レーダの性能を向上するには強力で波長の短い(センチメートル)電波指向性の高いアンテナが必要でした。強力で波長の短い電波は空洞型のマグネトロンによって実現しました。この指向性の高いアンテナは日本の八木・宇田によって開発されたアンテナ(八木・宇田アンテナを参照)が使用されました。

インパルス方式
電波を空間に放射すると次第に広がりますが、レーザー光線のように電波を一定の方向に送り出す(指向性が高い)アンテナから極短時間電波を発射してその電波が対象物に当たって、跳ね返ってくる電波を受信して、電波発射から反射波の受信までの時間を測定して、電波の伝播速度で割れば、電波が往復した距離を知ることが出来ます。更に、アンテナの角度を少し動かして電波を発射し、反射波がが帰ってこなくなると、アンテナの回転角と対象物までの距離からその大きさを推定できます。

ドッブラー方式
発信した周波数と反射してきた周波数の違いから対象物の移動速度を推定(ドッブラー効果を利用)することも出来ます。

レーダの歴史
戦争に飛行機が登場し、それまでの戦争とはまったく異質なったものになりました。空からの攻撃は高速で、大きな破壊力を持ち、これに対抗する手段はほとんど無いに等しい状態でした。飛行機からの攻撃に対抗するには、防空体制を整え、更に適切な迎撃をするのですが、その為の準備時間が必要です。防空・迎撃に必要な準備時間を確保するためには、敵の行動をその分だけ先に知ることが必要です。それを可能にしたのがレーダーです。
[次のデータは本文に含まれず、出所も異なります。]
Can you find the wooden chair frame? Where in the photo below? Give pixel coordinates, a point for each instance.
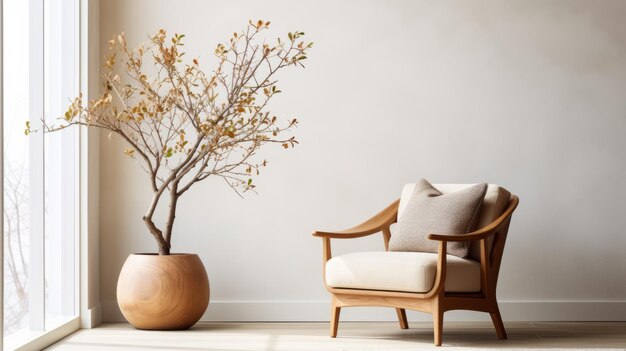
(436, 301)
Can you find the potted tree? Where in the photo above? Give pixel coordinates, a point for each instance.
(183, 125)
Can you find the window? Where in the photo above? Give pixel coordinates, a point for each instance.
(40, 74)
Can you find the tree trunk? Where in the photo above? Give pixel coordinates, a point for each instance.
(164, 246)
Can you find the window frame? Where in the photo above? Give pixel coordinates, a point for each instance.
(37, 337)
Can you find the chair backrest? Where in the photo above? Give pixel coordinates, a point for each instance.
(495, 202)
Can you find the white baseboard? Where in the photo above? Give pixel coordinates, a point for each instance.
(313, 311)
(92, 317)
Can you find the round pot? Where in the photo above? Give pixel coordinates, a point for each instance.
(163, 292)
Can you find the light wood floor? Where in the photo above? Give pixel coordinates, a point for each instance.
(352, 336)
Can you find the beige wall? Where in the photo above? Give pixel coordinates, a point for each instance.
(526, 94)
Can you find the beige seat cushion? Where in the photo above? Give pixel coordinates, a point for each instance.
(496, 200)
(400, 271)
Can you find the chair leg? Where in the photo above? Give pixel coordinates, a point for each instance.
(334, 319)
(404, 323)
(497, 323)
(437, 322)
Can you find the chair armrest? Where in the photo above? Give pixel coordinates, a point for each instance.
(380, 221)
(482, 233)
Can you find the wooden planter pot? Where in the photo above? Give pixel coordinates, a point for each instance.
(163, 292)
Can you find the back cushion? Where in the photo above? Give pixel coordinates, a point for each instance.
(496, 199)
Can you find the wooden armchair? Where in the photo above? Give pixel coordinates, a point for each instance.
(485, 257)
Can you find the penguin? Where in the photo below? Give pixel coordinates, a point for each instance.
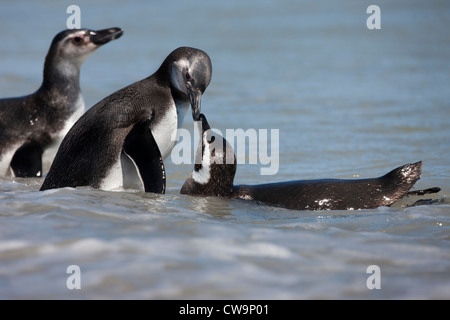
(122, 141)
(214, 173)
(36, 123)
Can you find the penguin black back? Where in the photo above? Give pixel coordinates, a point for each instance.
(215, 175)
(133, 130)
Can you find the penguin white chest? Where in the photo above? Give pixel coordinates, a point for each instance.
(165, 131)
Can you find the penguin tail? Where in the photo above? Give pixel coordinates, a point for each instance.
(424, 191)
(400, 180)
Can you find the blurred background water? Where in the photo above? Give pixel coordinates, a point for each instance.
(348, 101)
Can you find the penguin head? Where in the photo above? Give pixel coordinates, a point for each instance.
(73, 46)
(215, 165)
(190, 74)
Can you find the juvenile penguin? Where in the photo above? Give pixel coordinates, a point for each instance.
(214, 173)
(31, 124)
(123, 140)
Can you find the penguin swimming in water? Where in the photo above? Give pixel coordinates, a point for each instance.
(31, 124)
(214, 173)
(123, 140)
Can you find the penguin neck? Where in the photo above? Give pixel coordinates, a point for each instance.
(61, 77)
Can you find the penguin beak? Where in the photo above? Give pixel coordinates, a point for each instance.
(195, 97)
(101, 37)
(205, 124)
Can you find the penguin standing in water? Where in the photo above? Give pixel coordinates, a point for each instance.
(123, 140)
(31, 124)
(214, 173)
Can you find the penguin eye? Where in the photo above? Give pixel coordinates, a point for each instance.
(212, 139)
(77, 40)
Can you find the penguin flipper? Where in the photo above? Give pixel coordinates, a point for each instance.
(27, 161)
(140, 145)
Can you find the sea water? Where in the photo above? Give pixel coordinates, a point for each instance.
(349, 102)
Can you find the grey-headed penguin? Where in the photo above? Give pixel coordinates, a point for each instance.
(35, 123)
(122, 140)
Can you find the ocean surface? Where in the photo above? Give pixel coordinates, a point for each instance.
(349, 102)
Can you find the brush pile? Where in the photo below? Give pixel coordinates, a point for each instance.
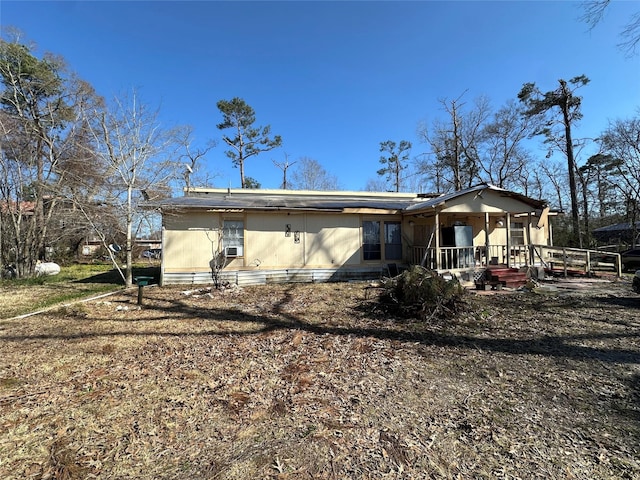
(423, 294)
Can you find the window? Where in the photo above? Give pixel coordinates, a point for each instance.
(392, 241)
(517, 233)
(373, 240)
(233, 235)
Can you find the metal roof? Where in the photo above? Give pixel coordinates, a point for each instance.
(283, 202)
(238, 199)
(443, 199)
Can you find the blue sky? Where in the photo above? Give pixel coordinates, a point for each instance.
(334, 79)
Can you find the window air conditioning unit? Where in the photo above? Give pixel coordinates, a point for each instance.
(234, 251)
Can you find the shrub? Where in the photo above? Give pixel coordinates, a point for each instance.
(424, 294)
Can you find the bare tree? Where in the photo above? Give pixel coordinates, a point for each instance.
(622, 142)
(503, 154)
(395, 161)
(454, 159)
(39, 123)
(284, 166)
(593, 14)
(134, 152)
(557, 130)
(192, 157)
(310, 175)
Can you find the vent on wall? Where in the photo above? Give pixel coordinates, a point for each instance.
(234, 251)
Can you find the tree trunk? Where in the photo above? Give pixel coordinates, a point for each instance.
(571, 165)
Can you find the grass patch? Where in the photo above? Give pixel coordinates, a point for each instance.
(21, 296)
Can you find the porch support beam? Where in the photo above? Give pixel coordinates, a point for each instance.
(486, 239)
(508, 216)
(528, 241)
(437, 239)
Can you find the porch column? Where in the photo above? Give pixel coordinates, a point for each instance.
(531, 261)
(436, 234)
(486, 239)
(508, 240)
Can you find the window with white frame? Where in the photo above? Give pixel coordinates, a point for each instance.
(371, 247)
(233, 237)
(392, 241)
(381, 240)
(517, 233)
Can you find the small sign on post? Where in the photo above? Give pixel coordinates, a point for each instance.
(142, 282)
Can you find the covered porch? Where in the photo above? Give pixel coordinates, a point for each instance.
(477, 228)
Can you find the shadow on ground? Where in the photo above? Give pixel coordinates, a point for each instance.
(112, 276)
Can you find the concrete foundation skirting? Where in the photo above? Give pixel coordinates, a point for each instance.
(262, 277)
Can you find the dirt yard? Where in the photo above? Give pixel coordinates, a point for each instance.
(312, 381)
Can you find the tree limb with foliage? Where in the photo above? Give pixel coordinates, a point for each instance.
(394, 161)
(246, 141)
(555, 127)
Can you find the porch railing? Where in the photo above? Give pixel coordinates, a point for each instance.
(554, 258)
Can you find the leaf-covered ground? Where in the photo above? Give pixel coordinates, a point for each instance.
(313, 381)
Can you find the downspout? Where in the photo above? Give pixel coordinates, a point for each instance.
(437, 239)
(487, 244)
(529, 243)
(508, 240)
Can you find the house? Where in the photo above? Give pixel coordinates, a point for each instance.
(620, 233)
(264, 236)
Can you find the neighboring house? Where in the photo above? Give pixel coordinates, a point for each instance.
(263, 236)
(620, 233)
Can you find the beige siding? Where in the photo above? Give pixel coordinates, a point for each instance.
(333, 240)
(267, 243)
(190, 240)
(189, 249)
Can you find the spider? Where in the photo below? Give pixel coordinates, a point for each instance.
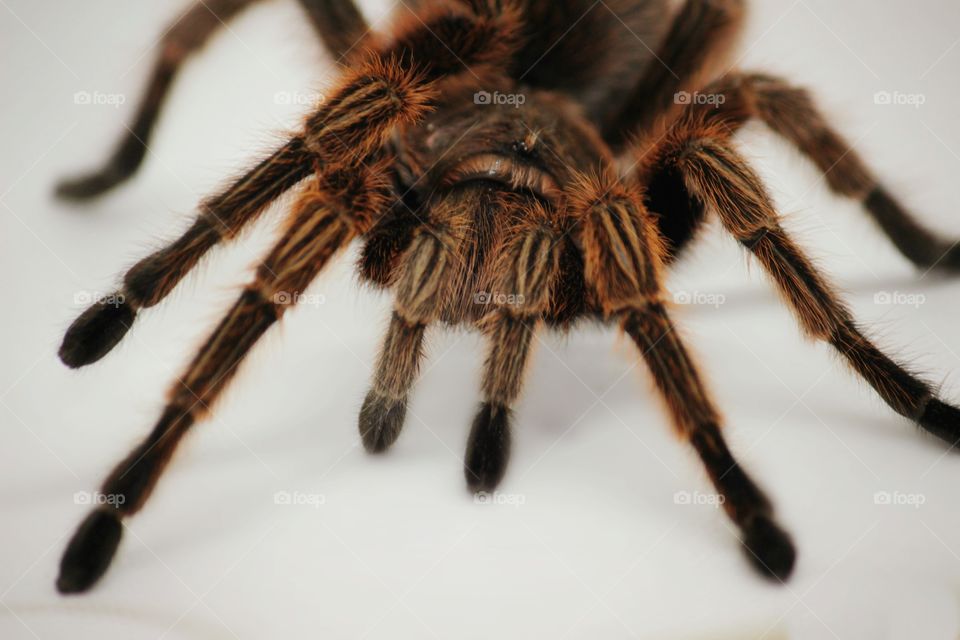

英国では1915年にワトソン・ワット(Watson-Watt)は雷が発する電波を指向性のあるアンテナでその方向を検出し、その音の到達するまでの時間から雷の発生位置を地図上に特定できる装置を発明しました。 レーダーと呼ぶには発信機を備えていませんでしたが、電波を利用して対象物の位置を知ることができるものでした。
1925年頃エドワード・アップルトン(Edward V. Appleton)は電離層(E層)の高さを測定し、翌年には
それよりも高い位置にも電離層(F層)があることを発見しました。これは電波の反射波を測定して距離を測定するレーダーの基本原理を使用していました。
1935年2月12日ワトソン・ワットの助手アーノルド・ウイルキン(Arnold Wilkins)はレーダーの概念(The Detection of Aircraft by Radio Methods)を発表しまし、2月26日ウイルキンは空軍の関係者の前で電波による飛行機の検出の公開実験を実施しまし、8マイル(13km)先の飛行機の検出に成功しました。それは英国のBBC短波放送の電波(波長49m)が飛行機で反射された信号を受信するものでした。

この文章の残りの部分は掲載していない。